Towards Accurate Word Segmentation for Chinese Patents
This addresses the need for accurate word segmentation in Chinese patents, which is crucial for patent analysis and processing, representing an incremental improvement over existing methods.
The paper tackled the problem of poor Chinese word segmentation for patents due to rare scientific terms, achieving an F1 score of 95.08% on a test set by training a character-based semi-supervised model on a manually segmented patent corpus.
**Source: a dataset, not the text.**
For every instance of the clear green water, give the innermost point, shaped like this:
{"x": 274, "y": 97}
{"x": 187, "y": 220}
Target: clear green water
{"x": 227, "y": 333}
A patent is a property right for an invention granted by the government to the inventor. An invention is a solution to a specific technological problem. So patents often have a high concentration of scientific and technical terms that are rare in everyday language. The Chinese word segmentation model trained on currently available everyday language data sets performs poorly because it cannot effectively recognize these scientific and technical terms. In this paper we describe a pragmatic approach to Chinese word segmentation on patents where we train a character-based semi-supervised sequence labeling model by extracting features from a manually segmented corpus of 142 patents, enhanced with information extracted from the Chinese TreeBank. Experiments show that the accuracy of our model reached 95.08% (F1 score) on a held-out test set and 96.59% on development set, compared with an F1 score of 91.48% on development set if the model is trained on the Chinese TreeBank. We also experimented with some existing domain adaptation techniques, the results show that the amount of target domain data and the selected features impact the performance of the domain adaptation techniques.